Jusqu'à présent, cette possibilité n'était reconnue aux fonctionnaires territoriaux et hospitaliers qu'au sein de leur propre fonction publique -ils peuvent d'ailleurs être recrutés sur un unique emploi permanent à temps non complet. En revanche, elle n'était pas prévue pour les fonctionnaires de l'État, qui doivent être recrutés sur des emplois permanents à temps complet, jusqu'à ce que la loi du 2 février 2007 de modernisation de la fonction publique autorise une expérimentation destinée à assurer le maintien des services publics en milieu rural.

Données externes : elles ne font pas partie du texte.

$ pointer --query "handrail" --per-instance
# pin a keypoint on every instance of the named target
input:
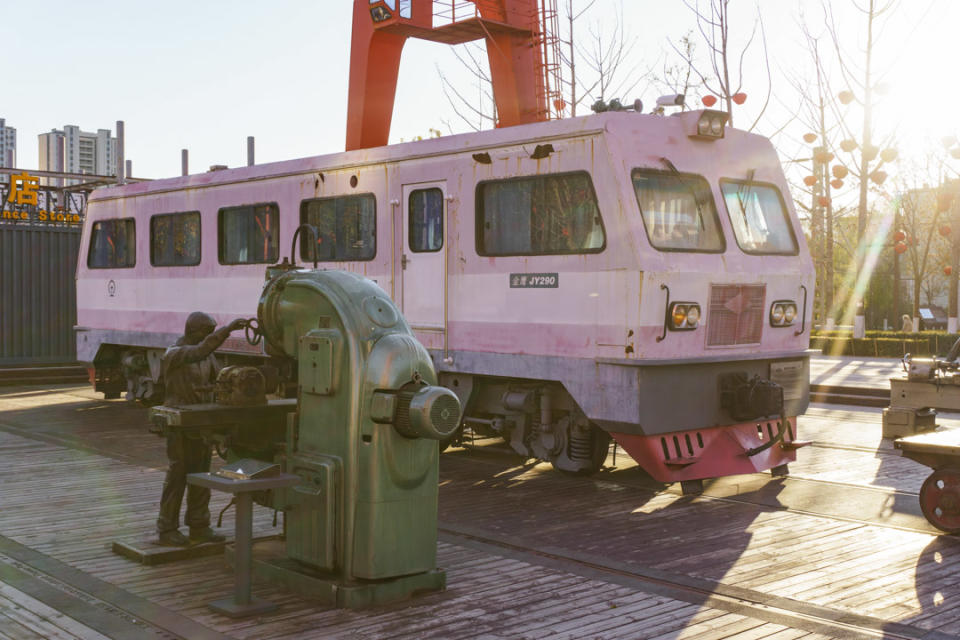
(293, 247)
(666, 313)
(803, 317)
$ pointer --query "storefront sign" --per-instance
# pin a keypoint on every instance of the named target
(25, 200)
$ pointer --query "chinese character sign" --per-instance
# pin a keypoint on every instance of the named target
(23, 189)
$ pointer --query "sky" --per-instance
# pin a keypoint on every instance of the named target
(205, 75)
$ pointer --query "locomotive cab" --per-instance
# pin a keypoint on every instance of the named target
(618, 275)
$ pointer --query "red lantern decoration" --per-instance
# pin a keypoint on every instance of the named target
(823, 156)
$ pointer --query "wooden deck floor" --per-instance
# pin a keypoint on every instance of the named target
(529, 553)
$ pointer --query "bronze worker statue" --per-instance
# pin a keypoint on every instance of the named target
(189, 369)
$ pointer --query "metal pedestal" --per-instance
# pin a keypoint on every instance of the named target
(242, 604)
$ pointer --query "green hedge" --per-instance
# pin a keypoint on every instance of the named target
(889, 344)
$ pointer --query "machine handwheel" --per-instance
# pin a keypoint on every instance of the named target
(252, 333)
(940, 499)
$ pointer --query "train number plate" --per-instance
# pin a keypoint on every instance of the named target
(534, 280)
(790, 376)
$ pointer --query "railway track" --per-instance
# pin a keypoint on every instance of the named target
(43, 374)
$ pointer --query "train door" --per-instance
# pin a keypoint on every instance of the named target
(423, 260)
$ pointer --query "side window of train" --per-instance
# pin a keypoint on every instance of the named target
(678, 211)
(759, 217)
(175, 239)
(346, 228)
(113, 244)
(249, 234)
(539, 215)
(426, 220)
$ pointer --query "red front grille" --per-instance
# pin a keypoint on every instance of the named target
(736, 314)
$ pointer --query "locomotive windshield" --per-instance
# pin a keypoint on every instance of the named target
(759, 218)
(678, 211)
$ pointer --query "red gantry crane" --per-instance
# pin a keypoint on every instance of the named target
(522, 50)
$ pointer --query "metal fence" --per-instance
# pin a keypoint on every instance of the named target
(38, 300)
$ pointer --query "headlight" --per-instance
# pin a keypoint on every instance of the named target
(684, 316)
(710, 125)
(679, 315)
(789, 313)
(783, 313)
(777, 314)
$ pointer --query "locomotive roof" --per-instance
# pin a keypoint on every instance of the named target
(677, 124)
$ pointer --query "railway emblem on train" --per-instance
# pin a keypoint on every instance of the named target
(534, 280)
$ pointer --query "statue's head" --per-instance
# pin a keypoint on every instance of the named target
(199, 325)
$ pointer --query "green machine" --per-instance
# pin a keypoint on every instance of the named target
(361, 528)
(361, 523)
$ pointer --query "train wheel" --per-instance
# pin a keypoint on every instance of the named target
(940, 499)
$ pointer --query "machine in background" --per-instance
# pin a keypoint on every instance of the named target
(929, 384)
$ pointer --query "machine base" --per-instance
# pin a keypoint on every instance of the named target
(228, 607)
(271, 564)
(146, 550)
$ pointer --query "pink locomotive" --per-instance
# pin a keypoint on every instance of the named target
(637, 276)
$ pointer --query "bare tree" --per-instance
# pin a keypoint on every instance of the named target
(608, 55)
(920, 220)
(597, 65)
(679, 77)
(479, 112)
(725, 78)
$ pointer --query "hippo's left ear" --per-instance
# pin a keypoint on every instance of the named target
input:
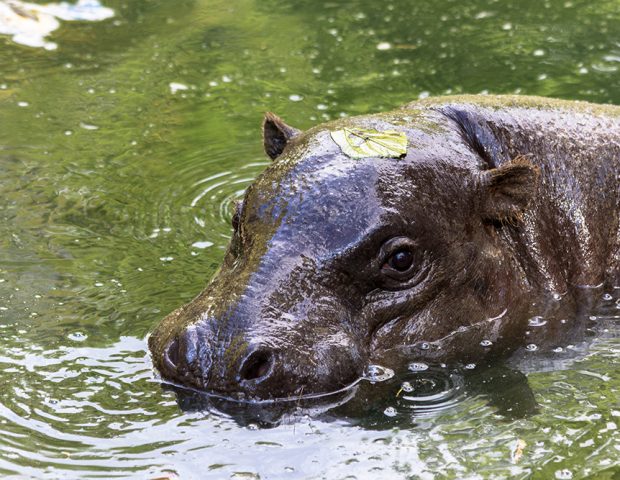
(506, 191)
(276, 135)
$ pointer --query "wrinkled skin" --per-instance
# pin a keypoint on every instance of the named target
(503, 208)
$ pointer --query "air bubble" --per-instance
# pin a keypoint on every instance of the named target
(418, 367)
(77, 336)
(377, 373)
(390, 412)
(536, 321)
(406, 387)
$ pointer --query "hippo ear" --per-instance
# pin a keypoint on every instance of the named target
(276, 135)
(506, 191)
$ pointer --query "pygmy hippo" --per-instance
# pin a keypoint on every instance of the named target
(498, 210)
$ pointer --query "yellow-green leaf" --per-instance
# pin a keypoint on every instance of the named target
(364, 143)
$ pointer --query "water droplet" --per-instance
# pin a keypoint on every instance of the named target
(536, 321)
(176, 87)
(390, 412)
(418, 367)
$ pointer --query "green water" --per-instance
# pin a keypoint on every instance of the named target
(115, 198)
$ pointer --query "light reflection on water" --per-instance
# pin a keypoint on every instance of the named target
(115, 202)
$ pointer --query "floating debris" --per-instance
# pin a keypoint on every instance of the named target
(29, 23)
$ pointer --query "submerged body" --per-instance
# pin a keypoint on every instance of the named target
(503, 209)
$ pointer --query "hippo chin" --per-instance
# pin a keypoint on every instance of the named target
(501, 210)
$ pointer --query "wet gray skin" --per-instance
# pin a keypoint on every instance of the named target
(502, 206)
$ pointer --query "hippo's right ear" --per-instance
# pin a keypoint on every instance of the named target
(506, 191)
(276, 134)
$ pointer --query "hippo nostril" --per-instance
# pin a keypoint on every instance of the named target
(257, 365)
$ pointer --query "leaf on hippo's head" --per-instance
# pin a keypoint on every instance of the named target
(365, 143)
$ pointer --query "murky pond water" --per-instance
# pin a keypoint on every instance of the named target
(121, 149)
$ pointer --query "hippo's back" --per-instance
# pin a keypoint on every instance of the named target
(574, 222)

Le projet de loi prévoit de généraliser et de pérenniser les possibilités de cumul d'emplois permanents à temps non complet, en subordonnant leur mise en oeuvre à l'accord des fonctionnaires concernés et en garantissant spécifiquement aux agents de l'État un emploi principal équivalent à un mi-temps et une durée totale de service correspondant au plus à un temps complet.

3. L'alignement des règles de recours temporaire à des agents non titulaires dans la fonction publique d'État sur celles prévues dans les fonctions publiques territoriale et hospitalière

L'article 9 permet aux administrations de l'État, comme c'est déjà le cas dans le cadre des fonctions publiques territoriale et hospitalière, de faire appel à des agents non titulaires pour remplacer des fonctionnaires momentanément absents (congés de maladie, maternité, parental, réserves, service civil ou national...) ou pour pourvoir aux vacances d'emploi dans la limite d'une durée d'un an.

4. L'autorisation de recourir au travail intérimaire

Aux termes de l'article 10, l'État, les collectivités territoriales et les établissements hospitaliers pourraient, dans certains cas (remplacement momentané d'un agent, vacance temporaire d'emploi, accroissement passager d'activité, besoin occasionnel ou saisonnier), s'adresser à des entreprises de travail temporaire.

Les dispositions du code du travail qui régissent le travail temporaire s'appliqueraient alors sous réserve des adaptations nécessitées par la spécificité des emplois publics : soumission des salariés aux obligations des fonctionnaires et garantie de la protection normalement due par les collectivités publiques à leurs agents ; compétences du juge administratif pour les litiges résultant éventuellement des missions d'intérim.

5. La simplification des transferts d'activités entre personnes morales de droit public

L'article 11 prévoit qu'en cas de reprise par une personne morale de droit public de l'activité d'une autre administration dans le cadre d'un service public administratif, le « repreneur » se voit également transférer les agents non titulaires concernés par l'opération, à qui il propose un contrat reprenant les clauses substantielles de celui dont bénéficiaient précédemment ces agents. Au cas où le contractuel refuserait les modifications apportées à son contrat, il pourrait être l'objet d'un licenciement.